Back in January the markets could not have looked worse, but as we went into February a gigantic reversal occurred. It wasn’t long ago that people were talking about a 10% correction, but that seems as unlikely as it has the last 40 months. But we’re still concerned about what happens when all the shorts cover and get long into the rally. The same people talking about a 10% correction are now talking about the S&P breaking out in a 3- to 6-week rally. My own opinion is that the VIX remains high, and with Greece still hot on the burner there’s reason to be cautious.
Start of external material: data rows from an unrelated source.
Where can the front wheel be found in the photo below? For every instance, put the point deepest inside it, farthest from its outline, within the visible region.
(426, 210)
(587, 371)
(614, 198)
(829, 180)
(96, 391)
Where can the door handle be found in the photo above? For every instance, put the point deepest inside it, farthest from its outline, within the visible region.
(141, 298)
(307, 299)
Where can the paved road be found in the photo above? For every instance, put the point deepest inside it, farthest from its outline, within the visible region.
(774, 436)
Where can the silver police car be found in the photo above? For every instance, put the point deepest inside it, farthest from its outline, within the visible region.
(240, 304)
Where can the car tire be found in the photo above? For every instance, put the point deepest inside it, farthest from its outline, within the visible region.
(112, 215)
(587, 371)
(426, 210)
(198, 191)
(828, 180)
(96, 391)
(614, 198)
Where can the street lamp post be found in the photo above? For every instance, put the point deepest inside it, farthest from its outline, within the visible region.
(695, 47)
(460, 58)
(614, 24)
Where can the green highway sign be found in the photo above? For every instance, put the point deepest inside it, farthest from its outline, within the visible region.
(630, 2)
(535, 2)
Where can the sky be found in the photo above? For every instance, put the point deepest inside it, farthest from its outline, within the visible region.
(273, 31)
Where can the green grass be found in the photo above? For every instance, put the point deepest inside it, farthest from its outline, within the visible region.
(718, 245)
This brings us back to one of Mr.TopStep’s primary trading rules called “Bus too full.” While we’re not saying that the current highs can’t hold, when the customer base gets short into the decline and reverses long into the rally, that rally needs more reason to continue, especially once it nears a big number like 2100. We might see 2102 or even 2120, but there isn’t enough volume to sustain a 3-6 week rally. It’s starting to feel like the bus is getting full.

Earnings

Like many earnings seasons, this one started off with all sorts of warnings, but as more companies reported, it was apparent that the warnings were misguided. With the earnings mostly positive, many traders are looking forward. Of the 391 S&P 500 companies that have reported earnings, about 71.1% have topped profit expectations above the historical average, according to Thomson Reuters data. Over the years we have become used to hearing negative forecasts from analysts despite continued gains in the S&P. In fact, many issued negative statements before the earnings season even began. The most recent rally is a great example of negative expectations and positive results.
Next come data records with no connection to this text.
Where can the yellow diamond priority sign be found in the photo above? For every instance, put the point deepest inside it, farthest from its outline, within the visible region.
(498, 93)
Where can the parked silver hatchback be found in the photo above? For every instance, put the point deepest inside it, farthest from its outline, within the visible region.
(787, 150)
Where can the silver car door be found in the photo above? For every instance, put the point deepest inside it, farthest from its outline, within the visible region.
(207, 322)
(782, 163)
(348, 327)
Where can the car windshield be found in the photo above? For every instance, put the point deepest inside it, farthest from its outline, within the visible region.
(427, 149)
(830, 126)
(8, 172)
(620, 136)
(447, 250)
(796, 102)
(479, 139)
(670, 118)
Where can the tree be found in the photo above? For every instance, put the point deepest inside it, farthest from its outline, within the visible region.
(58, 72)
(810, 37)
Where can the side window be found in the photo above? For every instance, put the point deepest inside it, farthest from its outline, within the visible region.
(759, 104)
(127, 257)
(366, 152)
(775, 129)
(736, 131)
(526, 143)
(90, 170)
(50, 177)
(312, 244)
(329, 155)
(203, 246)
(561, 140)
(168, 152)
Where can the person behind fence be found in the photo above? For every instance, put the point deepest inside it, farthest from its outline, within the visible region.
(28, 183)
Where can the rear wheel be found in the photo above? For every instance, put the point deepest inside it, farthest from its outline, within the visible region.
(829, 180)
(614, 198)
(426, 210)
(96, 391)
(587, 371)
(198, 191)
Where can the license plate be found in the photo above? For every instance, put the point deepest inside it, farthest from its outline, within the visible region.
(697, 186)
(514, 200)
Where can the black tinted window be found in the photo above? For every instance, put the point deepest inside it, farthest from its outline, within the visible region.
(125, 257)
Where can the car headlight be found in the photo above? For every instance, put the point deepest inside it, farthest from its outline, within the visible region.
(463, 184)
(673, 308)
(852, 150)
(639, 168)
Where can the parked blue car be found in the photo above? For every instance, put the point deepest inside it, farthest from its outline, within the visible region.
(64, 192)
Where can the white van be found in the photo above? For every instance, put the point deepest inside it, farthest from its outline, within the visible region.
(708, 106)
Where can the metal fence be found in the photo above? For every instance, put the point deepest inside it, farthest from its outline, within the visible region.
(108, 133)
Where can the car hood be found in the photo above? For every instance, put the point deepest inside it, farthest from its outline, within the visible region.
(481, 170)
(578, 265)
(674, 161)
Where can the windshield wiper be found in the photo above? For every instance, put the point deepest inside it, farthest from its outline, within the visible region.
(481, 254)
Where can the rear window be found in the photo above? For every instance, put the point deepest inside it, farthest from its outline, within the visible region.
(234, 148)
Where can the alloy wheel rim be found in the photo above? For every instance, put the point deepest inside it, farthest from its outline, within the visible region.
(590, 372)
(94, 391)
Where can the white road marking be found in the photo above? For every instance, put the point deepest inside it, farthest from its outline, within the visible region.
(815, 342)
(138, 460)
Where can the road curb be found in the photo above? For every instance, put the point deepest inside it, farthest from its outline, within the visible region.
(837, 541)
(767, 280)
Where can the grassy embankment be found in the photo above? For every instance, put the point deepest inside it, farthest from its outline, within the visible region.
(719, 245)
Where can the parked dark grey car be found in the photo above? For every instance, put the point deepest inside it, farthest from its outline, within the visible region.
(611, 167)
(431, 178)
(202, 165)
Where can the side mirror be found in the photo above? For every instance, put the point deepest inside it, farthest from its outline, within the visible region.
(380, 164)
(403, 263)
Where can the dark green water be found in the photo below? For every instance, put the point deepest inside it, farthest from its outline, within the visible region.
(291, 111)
While the US exposure to Greek debt is minimal, the uncertainty continues to loom over the broader market, especially after Greece’s latest rejection of a “technical extension” of the bailout agreement. At the end of the day we don’t expect Greece to do the right thing, but we also think at some point Greece will be like all the other negatives that have been put in front of the S&P over the last 5+ years. The stock market will sell off and then make new highs.

In Asia 7 out of 11 markets closed higher, and in Europe this morning 7 of 12 markets are trading higher.This week has a total 16 economic releases, 10 T-bill or T-bond auctions or announcements, the FOMC minutes, the February options expiration and pretty much the end of the earnings season. Today’s economic calendar starts out with the Empire State mfg survey, housing market index, e-commerce retail sales, Philadelphia Fed President Charles Plosser speech on the economic outlook and monetary policy in Philadelphia, Treasury international capital and earnings from Goodyear Tire & Rubber, MGM Resorts International, Potbelly Corp., and Waste Management, Inc.

S&P futures up 7 out of the first 10 days of Feb or up 4 out of the last 6 or up 4 in a row

Our view: The S&P 500 is poised to move higher in the short term. While oil price drops and the Greek debt negotiations remain wild cards, they too will pass. So far fourth-quarter earnings have been strong, showing signs of overall improvement in the economy. After starting 2015 with its largest monthly drop in a year, the S&P (^GSPC:SNP) hit an intraday record on Friday while the Dow (^DJI:DJI) reached its highest point so far in 2015. While the CBOEs volatility index (VIX) has cooled down, most traders think this is just a lull and overall, 2015 will be the year of the VIX.

We lean to selling the early rallies and buying weakness. The Tuesday of the February options expiration week has been up 21 / down 10 of the last 31 occasions.

“The S&P and New All Time Highs; was it ever in doubt?”

As always, please use protective buy and sell stops when trading futures and options.

  • In Asia 7 of 11 markets closed higher: Shanghai Comp. +0.76%, Hang Seng +0.24%, Nikkei -0.10%
  • Earlier in Europe 7 of 12 markets were trading higher: DAX -0.26%, FTSE +0.27%, MICEX +1.34%, Athens GD.AT -1.12%
  • Fair value: S&P-3.26, Nasdaq -0.94, Dow -30.56
  • Total volume: LOW, 1.2mil ESH and 3.7k SPH traded
  • Economic schedule: Empire State mfg survey, housing market index, e-commerce retail sales, Philadelphia Fed President Charles Plosser speaks in Philadelphia, Treasury international capital and earnings from Goodyear Tire & Rubber, MGM Resorts International, Potbelly Corp., and Waste Management, Inc.